I begin a thirty day yoga practice eleven days late. I clear out a spot in the chaos of my room, patting myself on the back for undoing my mat on my hardwood floor. It's a start, I think. Showing up. I place my feet on the squishy purple, roll my body into myself and breathe.
The girl in the video congratulates me for arriving on my mat. "Thank you for showing up today," she says. I inhale slow, trying to remember the last time I thanked someone for showing up. If I ever have. I can't remember.
The girl's skinny, she's smiling -- she reminds me of all the things we seem to long for come January.
"I accept." She continues. "That's our mantra for today."
I accept, I say quietly, taking another long, slow breath. But I'm not sure if I actually do.
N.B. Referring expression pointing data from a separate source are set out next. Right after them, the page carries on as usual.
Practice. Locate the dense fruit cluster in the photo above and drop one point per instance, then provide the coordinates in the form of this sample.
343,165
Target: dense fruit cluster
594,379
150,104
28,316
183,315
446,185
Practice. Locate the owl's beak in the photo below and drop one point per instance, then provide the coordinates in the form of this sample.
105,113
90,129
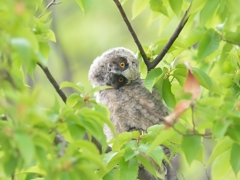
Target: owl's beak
126,73
123,73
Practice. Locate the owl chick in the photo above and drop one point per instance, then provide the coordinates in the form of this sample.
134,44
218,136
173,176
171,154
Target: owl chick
129,101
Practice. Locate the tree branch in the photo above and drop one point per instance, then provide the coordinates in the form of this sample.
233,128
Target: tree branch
131,30
53,82
206,135
172,39
53,2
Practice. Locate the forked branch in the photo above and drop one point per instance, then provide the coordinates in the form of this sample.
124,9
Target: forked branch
154,63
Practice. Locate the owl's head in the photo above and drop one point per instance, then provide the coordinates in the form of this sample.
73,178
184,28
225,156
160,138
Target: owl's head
114,64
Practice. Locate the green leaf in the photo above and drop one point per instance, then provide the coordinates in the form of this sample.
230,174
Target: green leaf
128,169
123,138
153,132
129,153
176,5
221,166
202,78
157,155
235,160
77,132
221,147
208,44
73,99
157,5
23,48
77,86
138,7
167,94
195,143
208,11
85,5
25,146
220,128
162,137
111,159
145,162
152,77
113,174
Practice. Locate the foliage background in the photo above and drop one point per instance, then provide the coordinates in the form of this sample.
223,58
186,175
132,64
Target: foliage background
82,36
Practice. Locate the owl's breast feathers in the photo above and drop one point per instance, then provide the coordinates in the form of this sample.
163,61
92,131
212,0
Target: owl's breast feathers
133,107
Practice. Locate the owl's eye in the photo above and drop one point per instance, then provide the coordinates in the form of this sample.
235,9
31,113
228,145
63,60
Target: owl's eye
120,79
122,64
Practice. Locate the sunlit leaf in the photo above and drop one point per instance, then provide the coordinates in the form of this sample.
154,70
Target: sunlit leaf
152,78
192,85
157,5
128,169
85,5
180,108
221,165
220,128
145,162
167,94
208,44
222,146
235,162
26,146
208,11
162,137
176,6
202,78
138,7
123,138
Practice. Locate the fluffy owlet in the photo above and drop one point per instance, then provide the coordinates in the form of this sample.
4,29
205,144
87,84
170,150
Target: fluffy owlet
131,105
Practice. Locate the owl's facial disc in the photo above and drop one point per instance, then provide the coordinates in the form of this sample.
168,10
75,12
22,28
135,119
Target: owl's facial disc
118,81
117,65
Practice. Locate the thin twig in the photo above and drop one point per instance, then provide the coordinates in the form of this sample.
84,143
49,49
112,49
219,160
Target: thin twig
53,2
172,39
208,178
208,136
228,41
53,82
193,122
131,30
60,139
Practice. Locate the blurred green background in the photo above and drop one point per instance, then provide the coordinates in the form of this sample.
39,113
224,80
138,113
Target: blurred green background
81,37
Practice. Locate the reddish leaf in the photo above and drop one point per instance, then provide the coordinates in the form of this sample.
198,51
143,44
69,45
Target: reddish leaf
192,85
180,108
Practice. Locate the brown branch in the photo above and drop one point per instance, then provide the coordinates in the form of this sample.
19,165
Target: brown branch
53,82
131,30
172,39
193,122
53,2
208,136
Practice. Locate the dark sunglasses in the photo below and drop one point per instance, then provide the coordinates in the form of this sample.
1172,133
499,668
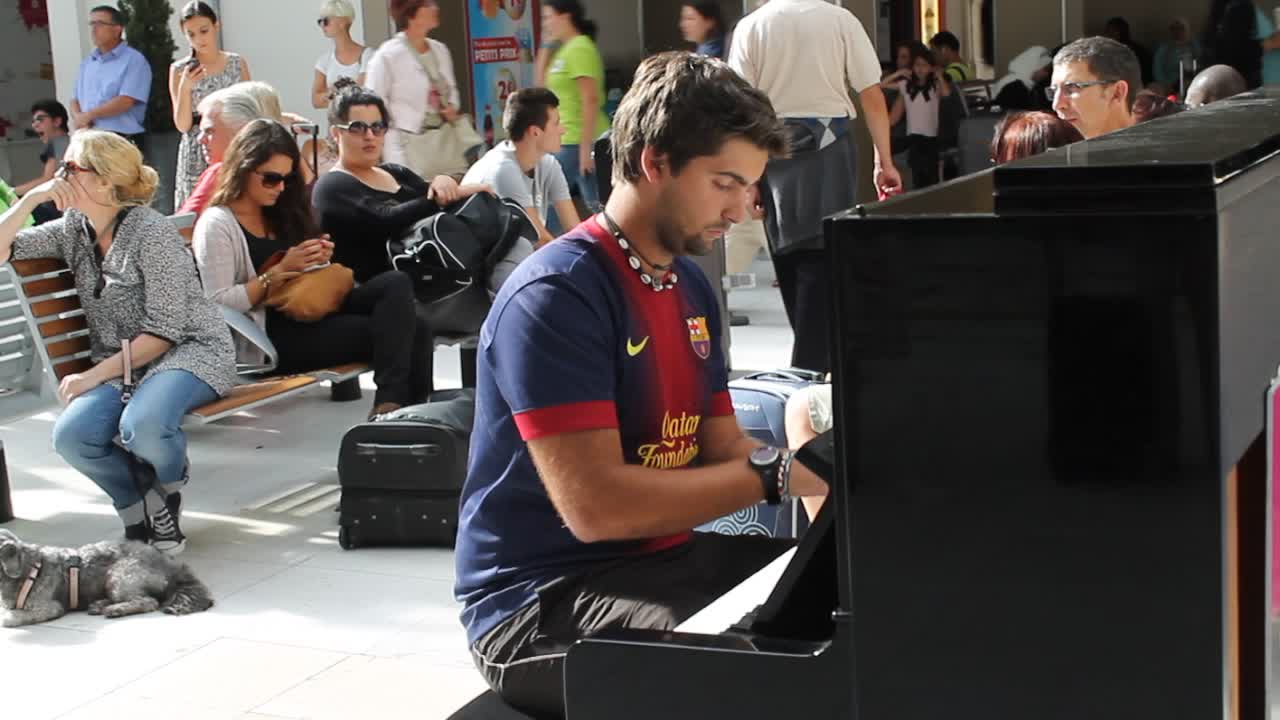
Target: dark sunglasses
273,180
69,168
360,127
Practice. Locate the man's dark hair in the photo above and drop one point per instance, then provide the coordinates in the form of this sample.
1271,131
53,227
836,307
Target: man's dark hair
946,39
528,108
351,96
1107,59
686,106
51,108
117,16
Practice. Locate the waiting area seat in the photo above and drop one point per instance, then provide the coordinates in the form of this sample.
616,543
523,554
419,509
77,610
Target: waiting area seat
45,290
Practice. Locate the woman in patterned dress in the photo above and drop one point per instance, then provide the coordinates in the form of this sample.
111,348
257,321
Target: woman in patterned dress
208,68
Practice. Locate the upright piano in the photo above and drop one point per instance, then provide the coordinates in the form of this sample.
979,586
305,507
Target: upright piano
1050,495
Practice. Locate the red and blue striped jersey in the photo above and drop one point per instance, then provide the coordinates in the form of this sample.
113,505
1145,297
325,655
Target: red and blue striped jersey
575,341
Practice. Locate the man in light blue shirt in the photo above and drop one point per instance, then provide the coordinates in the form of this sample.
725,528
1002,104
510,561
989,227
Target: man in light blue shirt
114,82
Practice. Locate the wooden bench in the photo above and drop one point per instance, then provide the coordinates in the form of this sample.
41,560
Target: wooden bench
45,290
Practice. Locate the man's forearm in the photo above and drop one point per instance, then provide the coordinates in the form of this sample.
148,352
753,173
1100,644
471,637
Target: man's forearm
876,114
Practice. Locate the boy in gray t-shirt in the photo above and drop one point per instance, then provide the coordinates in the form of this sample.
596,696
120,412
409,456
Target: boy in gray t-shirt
524,167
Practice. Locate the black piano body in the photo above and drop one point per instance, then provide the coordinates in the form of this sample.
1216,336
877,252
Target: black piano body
1051,496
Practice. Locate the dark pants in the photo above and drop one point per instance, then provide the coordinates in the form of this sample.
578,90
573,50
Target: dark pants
805,296
376,324
524,657
923,159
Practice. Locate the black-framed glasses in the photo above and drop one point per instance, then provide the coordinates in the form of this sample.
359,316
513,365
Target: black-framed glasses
359,128
275,180
1073,89
69,168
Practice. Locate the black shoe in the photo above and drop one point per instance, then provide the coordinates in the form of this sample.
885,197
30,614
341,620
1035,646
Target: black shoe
137,532
174,504
165,534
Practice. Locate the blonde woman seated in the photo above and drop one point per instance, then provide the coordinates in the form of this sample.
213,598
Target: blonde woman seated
138,287
259,209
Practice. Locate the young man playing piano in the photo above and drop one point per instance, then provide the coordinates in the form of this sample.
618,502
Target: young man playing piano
604,429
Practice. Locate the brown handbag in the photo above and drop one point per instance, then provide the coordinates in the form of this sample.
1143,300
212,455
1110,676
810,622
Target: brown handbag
312,295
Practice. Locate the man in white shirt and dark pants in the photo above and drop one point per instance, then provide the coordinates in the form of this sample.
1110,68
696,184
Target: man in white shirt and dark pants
805,55
524,167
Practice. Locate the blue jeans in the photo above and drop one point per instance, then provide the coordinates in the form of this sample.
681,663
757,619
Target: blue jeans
150,432
585,186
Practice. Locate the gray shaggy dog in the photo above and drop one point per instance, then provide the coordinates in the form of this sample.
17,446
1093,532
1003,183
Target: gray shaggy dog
114,579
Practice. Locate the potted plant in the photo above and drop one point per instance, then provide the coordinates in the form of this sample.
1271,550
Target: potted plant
147,31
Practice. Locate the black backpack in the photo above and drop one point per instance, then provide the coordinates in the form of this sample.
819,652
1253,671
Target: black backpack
457,249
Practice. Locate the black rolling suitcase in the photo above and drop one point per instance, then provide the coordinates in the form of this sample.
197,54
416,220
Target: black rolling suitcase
402,473
759,404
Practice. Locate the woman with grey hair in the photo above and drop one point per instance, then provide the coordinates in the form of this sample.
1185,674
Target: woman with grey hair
222,115
347,59
158,346
192,78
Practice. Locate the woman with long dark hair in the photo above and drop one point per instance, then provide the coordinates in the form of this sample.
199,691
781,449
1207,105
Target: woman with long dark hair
259,210
1023,135
192,78
576,76
703,24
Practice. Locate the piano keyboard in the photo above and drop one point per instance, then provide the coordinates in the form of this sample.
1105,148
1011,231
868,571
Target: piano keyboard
732,606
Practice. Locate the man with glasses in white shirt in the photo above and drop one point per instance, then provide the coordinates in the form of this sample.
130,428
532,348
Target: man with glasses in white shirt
1096,81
I cross my legs and close my eyes -- and I think I'm not supposed to be thinking, just breathing -- but I keep thinking anyway. Do I accept myself as I am?
Shauna Niequist said, "With people you can connect and you can compare, but you can't do both."
A cycle of comparison hurts me far more than it could ever heal me. Do I accept this life God has given me -- these hands, these gifts, these exhilarating adventures, these terrifying prospects, these boring days?
I stare at the girl on the video who is pretty and skinny and smiling -- and do I accept myself as I am?
I think of my goals scratched down on paper -- dreams I desperately long for -- and do I accept myself as I am?
I think of a God of whom I'm called his beloved -- and do I accept myself as I am?
I would like to be tender and honest and a tiny bit gritty. I would like to congratulate someone on showing up because sometimes that's the bravest thing a person can do. I would like to connect instead of compare, and I would really like to accept myself as I am. Not in a few years, but now, in this moment.
I accept. I squeeze my eyes tighter and take another breath. I accept. Maybe not yet. But at least I'll keep trying.